Ja, und damit ... Jeffrey Archer. Ich gestehe, dass ich die Clifton-Reihe erworben habe, weil sie scheinbar ein ähnliches Publikum anspricht wie Monferat. Scheinbar. Die Cover sind hübsch. Hätte ich die Bücher niemals aufgeschlagen, hätte ich weiter dran geglaubt. - Mir ist ja bewusst, dass reine Unterhaltungstitel eigenen Gesetzen gehorchen, doch auch reine Unterhaltungstitel lassen sich doch gut oder schlecht schreiben. Und diese Bücher sind schlecht. Die Figuren sind wie mit dem Vorschlaghammer gezeichnet, eine wie auch immer geartete Entwicklung findet nicht statt. Die Handlung ist zum Verzweifeln vorhersehbar. Die Zeitumstände fließen in homöopathischer Dosis ein, und der Autor bekommt es hin, sie selbst da noch zu verbiegen. Wenn augenscheinlich eine "Botschaft" vermittelt werden soll, so ist diese von weltanschaulich zweifelhafter Natur: Ein anständiger Mann drückt sich nicht vor dem Dienst an der Waffe. Jawoll! - Da war "Vom Winde verweht" schon weiter.

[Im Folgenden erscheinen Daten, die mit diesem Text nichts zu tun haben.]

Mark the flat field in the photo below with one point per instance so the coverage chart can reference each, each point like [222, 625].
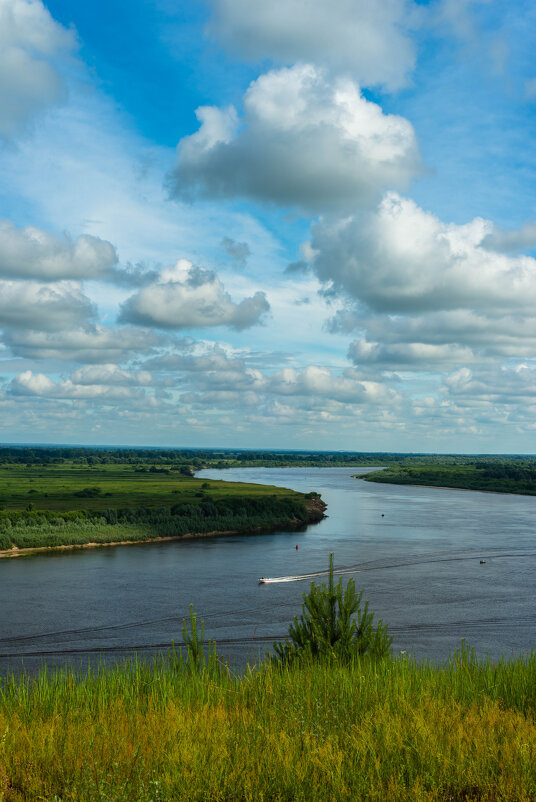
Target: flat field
[73, 505]
[114, 486]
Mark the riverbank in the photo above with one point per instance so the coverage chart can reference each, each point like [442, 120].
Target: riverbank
[480, 476]
[315, 511]
[394, 729]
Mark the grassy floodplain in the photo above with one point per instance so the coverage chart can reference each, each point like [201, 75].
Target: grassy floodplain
[497, 476]
[69, 504]
[390, 730]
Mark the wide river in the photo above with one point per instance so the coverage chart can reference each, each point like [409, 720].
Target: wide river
[415, 551]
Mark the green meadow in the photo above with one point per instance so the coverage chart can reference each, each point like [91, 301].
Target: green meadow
[498, 476]
[69, 504]
[372, 730]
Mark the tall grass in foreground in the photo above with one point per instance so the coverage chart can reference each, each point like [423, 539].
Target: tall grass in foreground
[388, 730]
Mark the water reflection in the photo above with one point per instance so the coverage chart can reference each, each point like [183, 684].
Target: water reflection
[416, 552]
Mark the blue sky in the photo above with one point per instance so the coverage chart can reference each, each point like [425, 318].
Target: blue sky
[296, 224]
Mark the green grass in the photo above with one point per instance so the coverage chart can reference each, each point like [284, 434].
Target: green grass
[508, 477]
[68, 505]
[391, 730]
[54, 488]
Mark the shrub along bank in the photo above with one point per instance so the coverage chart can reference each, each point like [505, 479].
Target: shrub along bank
[39, 528]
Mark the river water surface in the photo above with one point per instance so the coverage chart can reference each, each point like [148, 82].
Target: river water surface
[415, 551]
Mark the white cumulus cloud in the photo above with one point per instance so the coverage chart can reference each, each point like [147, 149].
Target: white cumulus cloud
[30, 43]
[33, 253]
[187, 297]
[91, 344]
[304, 140]
[43, 307]
[402, 259]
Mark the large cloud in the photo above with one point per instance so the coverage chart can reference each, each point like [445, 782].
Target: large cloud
[187, 297]
[30, 42]
[37, 384]
[303, 141]
[364, 37]
[401, 259]
[30, 305]
[93, 344]
[407, 355]
[33, 253]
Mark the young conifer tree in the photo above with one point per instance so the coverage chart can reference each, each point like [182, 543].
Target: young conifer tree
[334, 625]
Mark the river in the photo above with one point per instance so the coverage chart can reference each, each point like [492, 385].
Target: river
[415, 551]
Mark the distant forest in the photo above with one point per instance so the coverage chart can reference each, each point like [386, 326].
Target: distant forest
[195, 459]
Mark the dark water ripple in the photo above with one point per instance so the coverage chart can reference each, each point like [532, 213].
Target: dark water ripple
[415, 552]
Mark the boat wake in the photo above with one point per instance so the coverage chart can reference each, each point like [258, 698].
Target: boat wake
[378, 565]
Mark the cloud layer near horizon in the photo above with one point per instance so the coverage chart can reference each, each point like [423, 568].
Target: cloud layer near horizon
[132, 315]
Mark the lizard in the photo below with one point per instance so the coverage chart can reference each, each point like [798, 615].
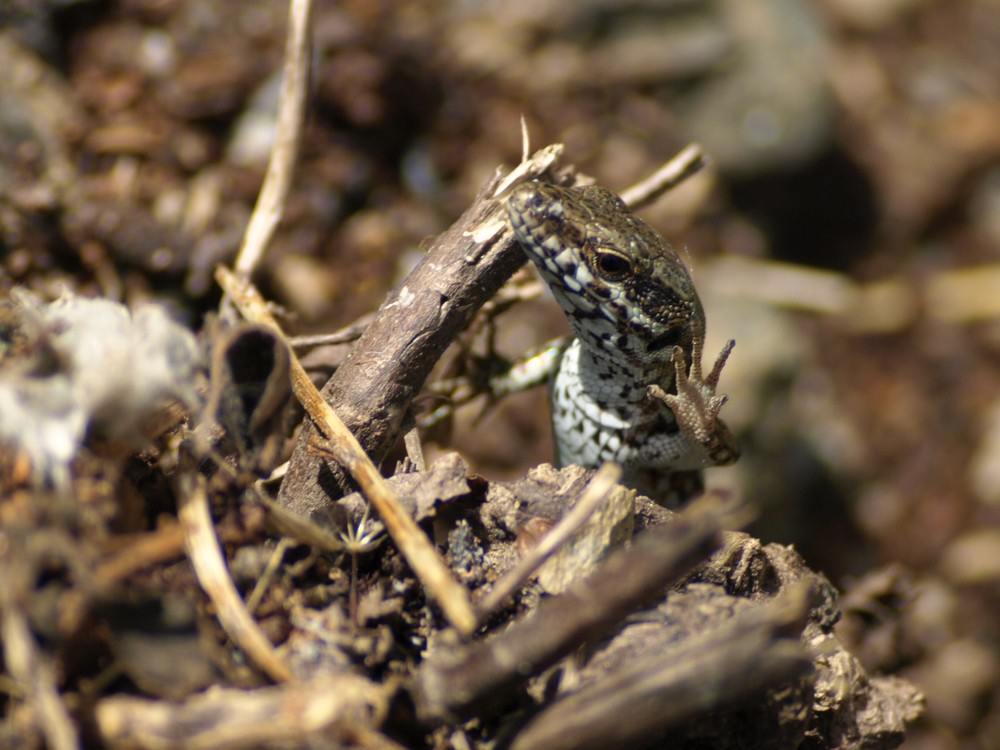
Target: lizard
[628, 386]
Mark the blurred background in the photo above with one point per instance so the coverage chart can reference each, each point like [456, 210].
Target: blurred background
[847, 234]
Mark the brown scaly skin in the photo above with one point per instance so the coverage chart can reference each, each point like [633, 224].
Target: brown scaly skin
[629, 387]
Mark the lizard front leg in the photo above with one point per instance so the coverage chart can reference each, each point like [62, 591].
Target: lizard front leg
[695, 408]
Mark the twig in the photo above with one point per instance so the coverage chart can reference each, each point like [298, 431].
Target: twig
[338, 705]
[27, 667]
[595, 493]
[373, 388]
[651, 694]
[410, 540]
[687, 162]
[206, 557]
[455, 683]
[162, 545]
[281, 165]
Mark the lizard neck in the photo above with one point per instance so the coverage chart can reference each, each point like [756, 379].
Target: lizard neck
[608, 379]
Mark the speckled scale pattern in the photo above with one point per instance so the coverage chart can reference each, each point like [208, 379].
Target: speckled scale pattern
[630, 301]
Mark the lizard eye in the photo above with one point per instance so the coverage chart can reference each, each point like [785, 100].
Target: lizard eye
[611, 265]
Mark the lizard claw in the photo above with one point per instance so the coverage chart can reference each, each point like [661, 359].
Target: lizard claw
[696, 408]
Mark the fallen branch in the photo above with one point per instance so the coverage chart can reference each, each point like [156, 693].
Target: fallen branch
[344, 447]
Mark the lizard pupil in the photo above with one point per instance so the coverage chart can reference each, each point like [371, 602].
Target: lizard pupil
[612, 265]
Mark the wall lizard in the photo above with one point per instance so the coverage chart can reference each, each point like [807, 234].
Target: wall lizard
[628, 387]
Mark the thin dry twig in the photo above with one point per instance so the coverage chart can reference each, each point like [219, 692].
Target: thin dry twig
[410, 540]
[686, 163]
[26, 665]
[342, 704]
[162, 545]
[602, 483]
[281, 165]
[206, 556]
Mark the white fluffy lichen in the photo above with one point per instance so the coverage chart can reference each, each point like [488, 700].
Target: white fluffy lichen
[89, 366]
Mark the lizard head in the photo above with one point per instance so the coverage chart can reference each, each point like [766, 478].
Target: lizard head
[625, 290]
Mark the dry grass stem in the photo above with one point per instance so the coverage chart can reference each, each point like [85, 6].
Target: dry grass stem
[602, 483]
[28, 668]
[291, 115]
[410, 540]
[209, 564]
[686, 163]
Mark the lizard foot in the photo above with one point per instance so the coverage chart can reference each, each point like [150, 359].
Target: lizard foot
[696, 407]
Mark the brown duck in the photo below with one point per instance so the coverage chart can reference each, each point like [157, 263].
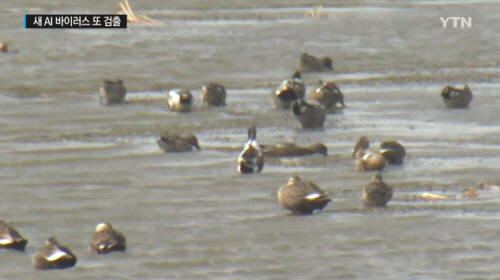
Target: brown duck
[328, 95]
[112, 92]
[309, 63]
[106, 239]
[302, 197]
[376, 193]
[457, 96]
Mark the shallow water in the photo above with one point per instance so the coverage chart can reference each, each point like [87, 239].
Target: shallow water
[67, 163]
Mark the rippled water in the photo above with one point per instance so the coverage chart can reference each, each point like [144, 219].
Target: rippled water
[67, 163]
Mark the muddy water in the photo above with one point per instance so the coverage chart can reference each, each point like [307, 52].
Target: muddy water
[66, 163]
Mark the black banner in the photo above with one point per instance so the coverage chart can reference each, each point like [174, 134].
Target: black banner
[75, 21]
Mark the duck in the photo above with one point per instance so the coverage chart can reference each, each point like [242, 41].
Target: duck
[3, 47]
[456, 96]
[213, 94]
[376, 193]
[393, 152]
[54, 256]
[106, 239]
[309, 63]
[10, 238]
[293, 150]
[362, 144]
[180, 100]
[112, 92]
[309, 115]
[176, 143]
[251, 157]
[365, 158]
[289, 91]
[328, 95]
[302, 197]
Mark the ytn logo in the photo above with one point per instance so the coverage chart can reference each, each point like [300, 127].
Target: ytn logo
[463, 21]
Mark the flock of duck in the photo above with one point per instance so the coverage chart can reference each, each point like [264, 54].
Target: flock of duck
[298, 196]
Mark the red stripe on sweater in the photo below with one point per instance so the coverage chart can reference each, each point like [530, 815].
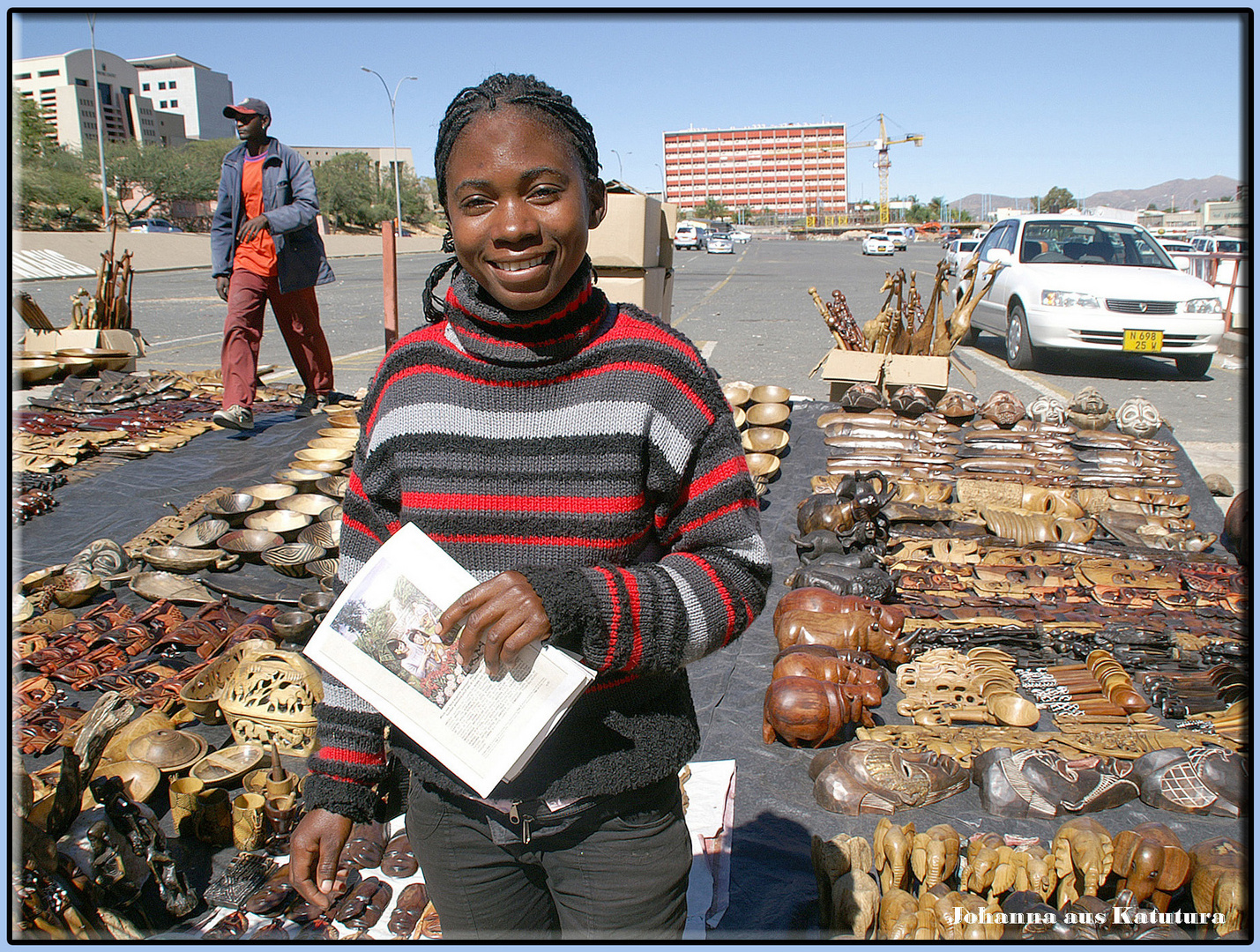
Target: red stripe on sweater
[631, 584]
[616, 616]
[348, 755]
[498, 539]
[467, 502]
[721, 590]
[716, 514]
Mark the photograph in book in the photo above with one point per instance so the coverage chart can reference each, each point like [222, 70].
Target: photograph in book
[381, 639]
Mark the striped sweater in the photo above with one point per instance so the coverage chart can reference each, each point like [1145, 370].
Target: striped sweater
[590, 449]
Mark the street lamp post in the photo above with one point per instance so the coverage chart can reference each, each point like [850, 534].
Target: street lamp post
[393, 129]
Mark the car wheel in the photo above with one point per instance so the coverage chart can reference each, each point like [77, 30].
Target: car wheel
[1019, 353]
[1193, 366]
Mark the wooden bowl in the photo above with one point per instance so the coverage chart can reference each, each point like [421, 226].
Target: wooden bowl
[770, 393]
[763, 465]
[223, 769]
[764, 440]
[101, 358]
[767, 414]
[199, 534]
[326, 535]
[32, 370]
[293, 558]
[323, 569]
[324, 454]
[313, 504]
[285, 523]
[250, 543]
[271, 491]
[325, 466]
[332, 487]
[234, 508]
[299, 476]
[294, 626]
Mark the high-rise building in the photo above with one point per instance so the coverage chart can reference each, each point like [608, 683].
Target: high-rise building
[793, 170]
[196, 93]
[62, 86]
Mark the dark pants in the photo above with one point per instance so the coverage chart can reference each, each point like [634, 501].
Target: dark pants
[622, 875]
[297, 316]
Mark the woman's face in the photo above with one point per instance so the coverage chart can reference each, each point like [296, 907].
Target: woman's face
[519, 207]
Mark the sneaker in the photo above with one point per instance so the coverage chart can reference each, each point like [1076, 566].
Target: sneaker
[311, 403]
[235, 417]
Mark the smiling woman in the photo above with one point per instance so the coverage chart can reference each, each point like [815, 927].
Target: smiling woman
[580, 456]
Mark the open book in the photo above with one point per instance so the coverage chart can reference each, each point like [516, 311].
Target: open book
[379, 639]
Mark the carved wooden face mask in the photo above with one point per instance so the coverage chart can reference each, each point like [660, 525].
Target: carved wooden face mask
[869, 777]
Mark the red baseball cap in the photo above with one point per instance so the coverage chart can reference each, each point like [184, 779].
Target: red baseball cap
[247, 110]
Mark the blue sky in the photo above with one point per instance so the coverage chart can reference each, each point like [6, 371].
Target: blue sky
[1006, 105]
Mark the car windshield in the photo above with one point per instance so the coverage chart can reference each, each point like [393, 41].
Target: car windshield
[1092, 243]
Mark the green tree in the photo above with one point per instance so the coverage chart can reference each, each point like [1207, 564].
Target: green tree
[711, 209]
[348, 191]
[52, 185]
[144, 179]
[1055, 200]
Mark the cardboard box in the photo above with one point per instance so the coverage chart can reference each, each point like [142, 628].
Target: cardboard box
[649, 288]
[67, 338]
[845, 368]
[634, 234]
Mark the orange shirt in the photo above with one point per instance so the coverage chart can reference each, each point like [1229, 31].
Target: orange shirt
[257, 255]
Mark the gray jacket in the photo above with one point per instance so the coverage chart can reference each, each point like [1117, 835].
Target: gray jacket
[290, 205]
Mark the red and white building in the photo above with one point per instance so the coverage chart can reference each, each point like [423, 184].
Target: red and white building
[790, 169]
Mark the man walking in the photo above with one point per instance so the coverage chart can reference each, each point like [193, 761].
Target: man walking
[266, 247]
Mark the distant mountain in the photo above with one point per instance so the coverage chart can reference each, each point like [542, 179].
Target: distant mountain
[1182, 193]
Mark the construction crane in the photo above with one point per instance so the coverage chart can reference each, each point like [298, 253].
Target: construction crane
[883, 163]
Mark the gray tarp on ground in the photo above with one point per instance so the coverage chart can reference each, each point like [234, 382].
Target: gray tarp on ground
[772, 888]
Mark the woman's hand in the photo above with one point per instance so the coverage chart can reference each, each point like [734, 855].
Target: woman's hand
[503, 614]
[314, 851]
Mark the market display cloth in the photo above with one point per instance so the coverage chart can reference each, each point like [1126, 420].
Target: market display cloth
[774, 892]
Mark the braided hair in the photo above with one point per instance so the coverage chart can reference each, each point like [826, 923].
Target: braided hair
[513, 90]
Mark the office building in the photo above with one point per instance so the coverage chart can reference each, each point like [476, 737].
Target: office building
[198, 93]
[790, 170]
[62, 86]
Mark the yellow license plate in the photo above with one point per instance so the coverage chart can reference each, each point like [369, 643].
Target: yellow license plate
[1144, 341]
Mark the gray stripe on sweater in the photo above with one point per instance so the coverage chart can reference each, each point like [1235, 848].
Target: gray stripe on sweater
[578, 420]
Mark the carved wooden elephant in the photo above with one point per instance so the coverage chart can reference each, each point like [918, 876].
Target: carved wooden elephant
[892, 845]
[934, 855]
[1151, 861]
[1083, 858]
[1219, 881]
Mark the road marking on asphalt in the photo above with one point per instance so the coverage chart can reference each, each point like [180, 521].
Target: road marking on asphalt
[712, 291]
[293, 370]
[1024, 376]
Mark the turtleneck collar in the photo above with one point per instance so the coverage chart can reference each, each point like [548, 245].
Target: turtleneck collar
[485, 329]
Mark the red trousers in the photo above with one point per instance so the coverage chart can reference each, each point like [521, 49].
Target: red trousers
[297, 316]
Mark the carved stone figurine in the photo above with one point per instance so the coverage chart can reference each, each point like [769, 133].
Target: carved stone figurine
[1204, 780]
[869, 777]
[1083, 858]
[1151, 863]
[934, 857]
[1219, 872]
[848, 896]
[1037, 782]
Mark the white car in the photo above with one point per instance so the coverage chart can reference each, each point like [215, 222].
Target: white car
[878, 244]
[719, 243]
[1092, 284]
[958, 253]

Zum versöhnlichen Abschluss nun aber ein Beispiel für einen wirklich gut gemachten, vielschichtigen Unterhaltungstitel. Hell-Go-Land vereint die archetypische Konfrontation zwischen Mensch und Natur mit einem überzeugenden Personeninventar und einem klassischen whodunit-Plot, der den Leser lange rätseln lässt. Das Ganze unter Umständen, die nicht anders als mit dem Wort klaustrophobisch zu beschreiben sind. Über die Identität des Autors darf gerne gerätselt werden, und - nein - ich bin es nicht. Ich bin Rother, ich bin Monferat, und den dritten darf ich nicht verraten, aber ich bin nicht Tim Erzberg. Auch wenn ich einen Moment lang wünschte, ich wär's. Dieses Buch hätte ich doch recht gerne geschrieben.